Something splashed in the river, a diving caliban. Sometimes there were other sounds, the scrape of claws on earth. The Pattern went on about them. There was no fear of ambush, of something breaking through. McGee understood this Word in which they travelled. Cloud, it said; and nothing alien got into it. A mound was between them and the Stygians. It would not be breached quietly.
McGee went back to her notes.
…It’s quiet tonight. It’s a strange way to fight a war. We know where they are. And it’s just as sure they’re not moving yet. Tomorrow, maybe. We heard about an assault on the Wire. That’s Styxside calibans, I think, not Cloud. They’re a different kind; and not different. I wish I understood that point…why two ways exist, so different, even among calibans.
Nations? But that’s thinking human‑style again.
Are wethe difference?
I don’t even know who’s at war out here…us or the calibans. Mine puts up with me. I don’t know why. A wild caliban takes a human onto his back. No training. Nothing. It’s all its idea. I don’t even pretend to control it.
As for order in the march, as for any sense of discipline–there’s none. Calibans wander when and where they like and we sit around the fire with no sentries posted.
But there are. Calibans.
She looked up. Close by her couples moved through the camp, going the way couples went these last few evenings while they had leisure, while this strange peace obtained.
Taem took Elai’s hand. Looked at her. So they had passed the night before. They rose, went off together. Paeia got up in pique, dusted herself, found one of her own riders. So did her son.
There are pairings in the camp. It’s a strange thing, as if all the barriers of Tower loyalty were down. As if there were a sense of time being short. There’s a fondness among these people–the way they’ve left everything behind, the way calibans that normally won’t tolerate each other have gotten unnaturally patient.
But it’s territory: the Cloud. Maybe they see it that way, that all of a sudden they all belong to the same territory.

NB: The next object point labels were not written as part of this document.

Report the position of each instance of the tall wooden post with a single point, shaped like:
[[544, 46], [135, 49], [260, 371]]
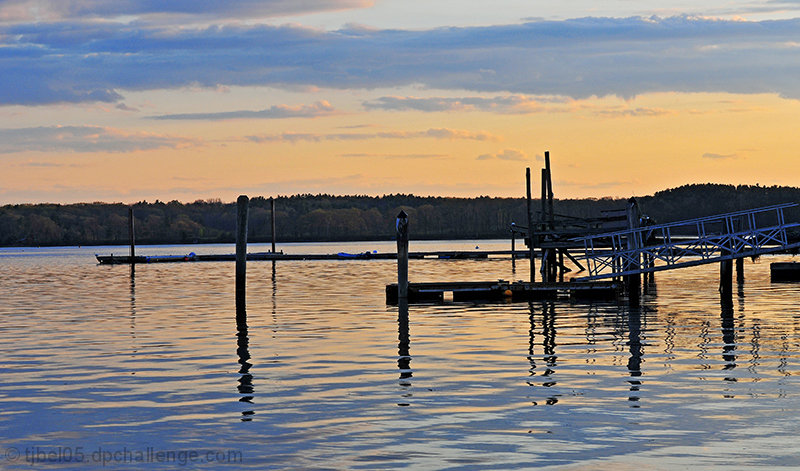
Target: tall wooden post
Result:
[[402, 255], [242, 204], [551, 215], [513, 244], [131, 234], [272, 205], [726, 279], [740, 270], [633, 282], [531, 255], [545, 253]]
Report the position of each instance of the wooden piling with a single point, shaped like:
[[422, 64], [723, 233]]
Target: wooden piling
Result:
[[242, 204], [726, 279], [633, 282], [740, 270], [530, 226], [545, 253], [131, 235], [402, 255], [272, 205], [551, 215]]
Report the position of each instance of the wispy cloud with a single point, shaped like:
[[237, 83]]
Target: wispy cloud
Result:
[[394, 156], [633, 112], [711, 155], [508, 104], [73, 61], [433, 133], [507, 154], [83, 139], [49, 10], [316, 110]]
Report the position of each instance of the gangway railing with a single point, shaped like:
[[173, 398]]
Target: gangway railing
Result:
[[699, 241]]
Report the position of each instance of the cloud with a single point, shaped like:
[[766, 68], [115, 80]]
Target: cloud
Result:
[[507, 154], [49, 10], [710, 155], [80, 60], [509, 104], [433, 133], [395, 156], [633, 113], [320, 108], [82, 139]]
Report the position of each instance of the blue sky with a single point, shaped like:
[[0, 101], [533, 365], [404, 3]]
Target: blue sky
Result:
[[89, 86]]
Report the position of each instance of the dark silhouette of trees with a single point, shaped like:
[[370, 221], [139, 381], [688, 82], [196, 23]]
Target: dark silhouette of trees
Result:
[[326, 217]]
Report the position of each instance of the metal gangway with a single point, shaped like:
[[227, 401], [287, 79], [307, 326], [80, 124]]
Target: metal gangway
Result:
[[700, 241]]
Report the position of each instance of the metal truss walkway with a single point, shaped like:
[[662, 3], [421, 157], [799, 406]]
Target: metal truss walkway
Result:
[[688, 243]]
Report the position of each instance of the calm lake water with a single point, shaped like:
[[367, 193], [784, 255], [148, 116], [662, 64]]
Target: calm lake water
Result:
[[150, 369]]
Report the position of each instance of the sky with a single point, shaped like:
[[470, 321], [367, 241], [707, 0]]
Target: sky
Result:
[[131, 100]]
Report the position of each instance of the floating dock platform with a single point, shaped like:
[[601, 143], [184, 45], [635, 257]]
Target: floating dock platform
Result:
[[501, 290], [278, 256]]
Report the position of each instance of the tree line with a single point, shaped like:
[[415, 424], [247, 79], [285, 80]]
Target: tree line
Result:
[[334, 218]]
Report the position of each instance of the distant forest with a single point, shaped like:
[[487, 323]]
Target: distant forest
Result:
[[337, 218]]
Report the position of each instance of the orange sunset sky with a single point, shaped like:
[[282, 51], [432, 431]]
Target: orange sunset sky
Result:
[[122, 101]]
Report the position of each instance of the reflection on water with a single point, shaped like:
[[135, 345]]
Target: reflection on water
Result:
[[243, 351], [322, 374]]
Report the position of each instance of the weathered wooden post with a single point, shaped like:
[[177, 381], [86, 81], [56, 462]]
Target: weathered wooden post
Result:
[[633, 282], [531, 255], [739, 261], [272, 205], [740, 270], [131, 234], [550, 205], [241, 250], [545, 253], [726, 279], [402, 255], [513, 244]]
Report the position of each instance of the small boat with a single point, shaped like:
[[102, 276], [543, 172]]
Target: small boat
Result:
[[126, 259]]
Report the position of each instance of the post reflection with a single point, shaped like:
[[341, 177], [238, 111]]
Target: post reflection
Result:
[[134, 349], [133, 299], [404, 344], [243, 351], [728, 339], [549, 356], [636, 350]]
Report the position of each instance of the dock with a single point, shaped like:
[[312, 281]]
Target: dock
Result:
[[280, 256], [504, 291]]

Elai and Taem have paired up. I don’t know why. I don’t know if it portends any longer bond. If we get out of this alive–
Maybe it’s only politic. Maybe it’s something else. I’m sitting here alone. They’ve all left, as if. there were nothing else–
A shadow fell. Dain sat down by her, just sat on his haunches as she looked up. The fire shadowed his face. His long hair hung about his leathered shoulders. He wore beads hanging from a braid at the side of his head, among the rest of his locks. He was very fine, she thought, very fine. Any woman had to notice when Dain sat down that close to her: a lot had, so that Dain was never without partners. She had Dain in her notes, how this was; how the women courted him as he courted them, so it was a joke in the camp, one Dain liked as well as the tellers of it.

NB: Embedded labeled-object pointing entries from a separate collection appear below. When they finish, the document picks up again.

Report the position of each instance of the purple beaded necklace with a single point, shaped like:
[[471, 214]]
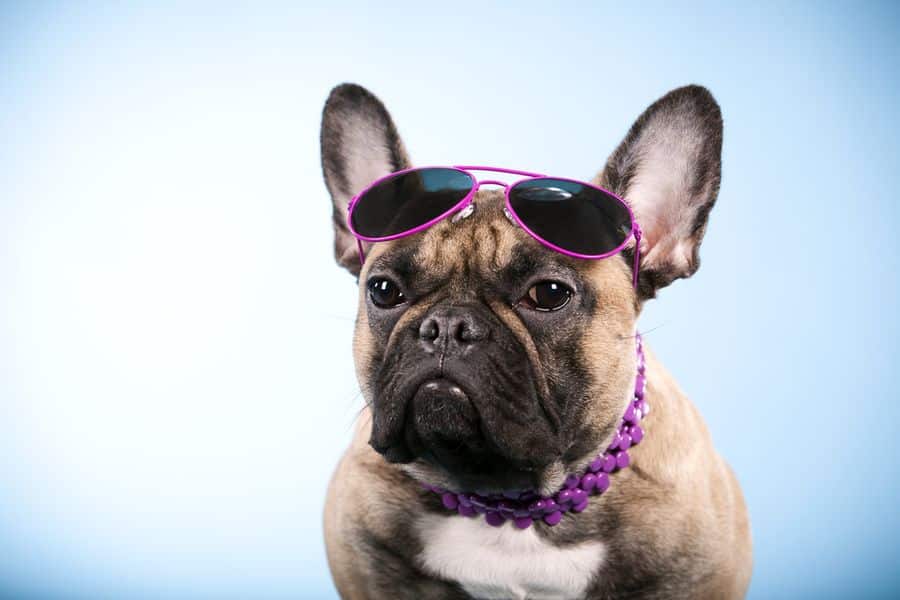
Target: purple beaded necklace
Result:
[[525, 508]]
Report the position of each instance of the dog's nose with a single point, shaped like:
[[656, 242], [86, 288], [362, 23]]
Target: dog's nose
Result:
[[454, 327]]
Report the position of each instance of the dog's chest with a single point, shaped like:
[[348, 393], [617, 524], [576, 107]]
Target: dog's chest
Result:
[[504, 562]]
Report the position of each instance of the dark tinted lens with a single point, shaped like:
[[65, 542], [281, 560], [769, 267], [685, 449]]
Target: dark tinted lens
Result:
[[575, 217], [407, 201]]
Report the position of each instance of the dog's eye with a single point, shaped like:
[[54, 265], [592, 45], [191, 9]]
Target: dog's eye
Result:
[[547, 296], [385, 293]]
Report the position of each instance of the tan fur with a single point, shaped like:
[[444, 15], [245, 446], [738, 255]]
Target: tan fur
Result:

He just sat there looking at her. Nodded his head finally toward the dark. Toward what others did. He wanted her hand, holding his out.
He’s crazy, she thought. What is this? Me?
Still the outheld hand. She put her papers down, thinking she was mistaken and might embarrass herself. He took her hand–friendship, she reckoned; he just wanted to talk to her, and she was wrong.
But he pulled her to her feet and kept drawing her along, going off to the dark.
She was afraid, then, putting this together with the attack on the Base, with Elai’s questions. She thought of betrayal, of factions, of Elai off with Taem.
But outside the firelight he pulled her down with him, this best of Elai’s riders, this Dain Flanahan–“Why?” she asked late, “why me?”–preparing herself for wounds.
He laughed as if that question surprised him, and they stayed that way till dawn, wrapped up in each other, the way she had had the Weird in the dark, in the depths, the same terms.
For friendship, then; she reckoned how she had been by the fire night after night; and no one had asked, and finally Dain took it on himself. He was kind, this young man. She had always known that.
li
205 CR, day 113
Cloud River
There was no coherency about it; the Cloudside patterns were confused–sudden advance and then this dawdling along the banks–“They’re crazy,” Blue said, with shaking of his head. “They’re farmers,” said Parm.